Morocco is a key to implement the EU's neighbourhood policy
by Youssef Abdu Noor
10 March 2023
M. Oliver Varhelyi, arrived in the Moroccan capital Rabat to meet Nasser Bourita, the North African nation's foreign minister. That has just happened weeks after the visit of the EU's foreign policy chief, Josep Borrell, the European Commissioner for Enlargement and European Neighbourhood Policy.
M. Oliver Varhelyi's visit was the latest in a series of bilateral meetings aimed at consolidating Morocco's place as a strategic partner of the EU as the country of 37 million people continues to keep a privileged place on the political agenda of the European officials.
Morocco is a key interlocutor for the European Union, due to its geographic and political position at the nexus of the Atlantic, southern Mediterranean and North Africa, and also his EU advanced Status.
The diplomatic step between top officials in Rabat and Brussels' bureaucrats has set lofty goals for the two sides.

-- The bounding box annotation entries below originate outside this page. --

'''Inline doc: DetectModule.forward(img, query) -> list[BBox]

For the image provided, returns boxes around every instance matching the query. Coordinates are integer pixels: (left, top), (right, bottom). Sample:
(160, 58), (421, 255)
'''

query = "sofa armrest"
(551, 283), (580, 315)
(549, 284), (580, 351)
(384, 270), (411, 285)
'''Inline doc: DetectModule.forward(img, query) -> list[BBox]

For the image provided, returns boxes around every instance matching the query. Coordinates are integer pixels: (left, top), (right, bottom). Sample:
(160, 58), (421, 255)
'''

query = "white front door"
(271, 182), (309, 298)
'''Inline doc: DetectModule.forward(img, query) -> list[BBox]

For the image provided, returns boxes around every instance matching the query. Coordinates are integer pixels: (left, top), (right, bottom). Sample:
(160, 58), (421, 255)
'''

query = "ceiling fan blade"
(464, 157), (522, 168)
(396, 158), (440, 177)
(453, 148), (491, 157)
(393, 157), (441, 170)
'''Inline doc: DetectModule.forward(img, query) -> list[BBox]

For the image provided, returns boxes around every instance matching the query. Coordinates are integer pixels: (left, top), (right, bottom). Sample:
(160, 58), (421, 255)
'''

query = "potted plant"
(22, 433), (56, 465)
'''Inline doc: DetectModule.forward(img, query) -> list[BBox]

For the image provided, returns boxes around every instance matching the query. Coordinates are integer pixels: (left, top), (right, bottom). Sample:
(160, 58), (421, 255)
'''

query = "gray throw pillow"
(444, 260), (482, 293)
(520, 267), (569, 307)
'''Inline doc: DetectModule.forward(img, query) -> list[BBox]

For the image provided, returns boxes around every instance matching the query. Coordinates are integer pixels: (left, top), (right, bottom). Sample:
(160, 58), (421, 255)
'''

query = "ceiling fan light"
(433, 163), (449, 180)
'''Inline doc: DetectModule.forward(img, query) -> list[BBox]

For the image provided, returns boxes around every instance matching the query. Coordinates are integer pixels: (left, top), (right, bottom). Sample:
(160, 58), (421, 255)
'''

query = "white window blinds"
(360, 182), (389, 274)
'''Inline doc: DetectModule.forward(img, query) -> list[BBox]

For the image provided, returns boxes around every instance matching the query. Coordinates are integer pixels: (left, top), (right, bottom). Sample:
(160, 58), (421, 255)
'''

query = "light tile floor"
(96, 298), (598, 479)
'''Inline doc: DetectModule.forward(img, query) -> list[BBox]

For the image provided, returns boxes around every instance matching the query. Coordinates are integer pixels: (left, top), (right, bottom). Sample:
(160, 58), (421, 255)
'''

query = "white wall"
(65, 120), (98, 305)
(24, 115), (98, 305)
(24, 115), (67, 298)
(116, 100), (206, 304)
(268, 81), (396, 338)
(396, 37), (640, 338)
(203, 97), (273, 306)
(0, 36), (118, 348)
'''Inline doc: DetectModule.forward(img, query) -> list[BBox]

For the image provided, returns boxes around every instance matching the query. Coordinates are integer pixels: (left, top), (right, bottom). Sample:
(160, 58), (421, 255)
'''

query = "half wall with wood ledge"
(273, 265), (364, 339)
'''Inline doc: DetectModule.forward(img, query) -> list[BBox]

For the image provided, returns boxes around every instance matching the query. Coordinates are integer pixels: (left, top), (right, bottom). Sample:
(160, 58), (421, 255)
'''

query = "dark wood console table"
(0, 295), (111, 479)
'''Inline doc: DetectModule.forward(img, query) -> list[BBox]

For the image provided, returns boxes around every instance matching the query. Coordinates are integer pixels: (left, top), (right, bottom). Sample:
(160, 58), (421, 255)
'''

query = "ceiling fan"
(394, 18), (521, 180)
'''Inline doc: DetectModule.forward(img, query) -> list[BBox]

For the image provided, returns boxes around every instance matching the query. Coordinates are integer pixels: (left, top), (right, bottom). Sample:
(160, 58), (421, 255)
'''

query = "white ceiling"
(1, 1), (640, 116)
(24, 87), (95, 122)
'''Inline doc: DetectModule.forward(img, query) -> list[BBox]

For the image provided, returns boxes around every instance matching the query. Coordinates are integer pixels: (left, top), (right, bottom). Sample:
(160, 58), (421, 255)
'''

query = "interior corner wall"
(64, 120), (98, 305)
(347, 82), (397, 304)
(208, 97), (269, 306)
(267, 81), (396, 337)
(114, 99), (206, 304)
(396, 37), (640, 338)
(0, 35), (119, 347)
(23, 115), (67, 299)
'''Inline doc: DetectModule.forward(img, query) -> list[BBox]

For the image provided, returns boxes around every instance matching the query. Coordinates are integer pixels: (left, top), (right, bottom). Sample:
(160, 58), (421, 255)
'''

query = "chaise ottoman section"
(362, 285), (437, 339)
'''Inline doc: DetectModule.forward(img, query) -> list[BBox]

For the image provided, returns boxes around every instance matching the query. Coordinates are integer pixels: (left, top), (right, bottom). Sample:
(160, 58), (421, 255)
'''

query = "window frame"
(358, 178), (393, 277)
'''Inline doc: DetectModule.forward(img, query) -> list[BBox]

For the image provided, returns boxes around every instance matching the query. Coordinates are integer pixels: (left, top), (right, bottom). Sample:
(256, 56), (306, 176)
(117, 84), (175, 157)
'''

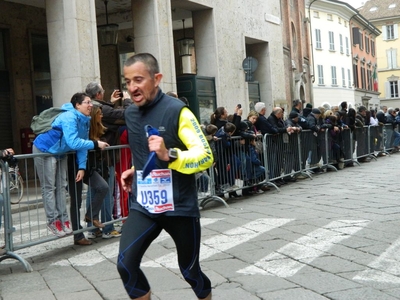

These developments come on the heels of a number of high-level visits, including by European Commission President Ursula von der Leyen, to Rabat in 2022. The talks have helped strengthen the relationship between the EU and the Kingdom of Morocco, while at the same time helping to usher in an unparalleled deepening of the two sides' bilateral cooperation.
Partially as a result of the upheavals in the wider Middle East, Morocco has positioned and developed itself as an indisputable oasis of social and economic stability in a part of the world where such claims are few and far between; a fact that is not lost on Europe's more clear-eyed politicians. Morocco's energy, migration, security, counter-terrorism, climate and education policies are all issues that form the basis of its relationships with Europe. The EU's trade with Morocco already amounts to roughly €44billion.
The 'green partnership' that has been developed between Rabat and Brussels is the first of its kind to be signed with a country that is not a member of the EU.
Since its return to the African Union in 2017, Morocco has become an essential link between the northern and southern Mediterranean to sub-Saharan Africa and the rest of the Maghreb. This has led to a simple maxim in Brussels' foreign affairs policies – Morocco must be regarded, particularly with regard to its southern flank, as an indispensable nation in the EU's Neighbourhood Policy.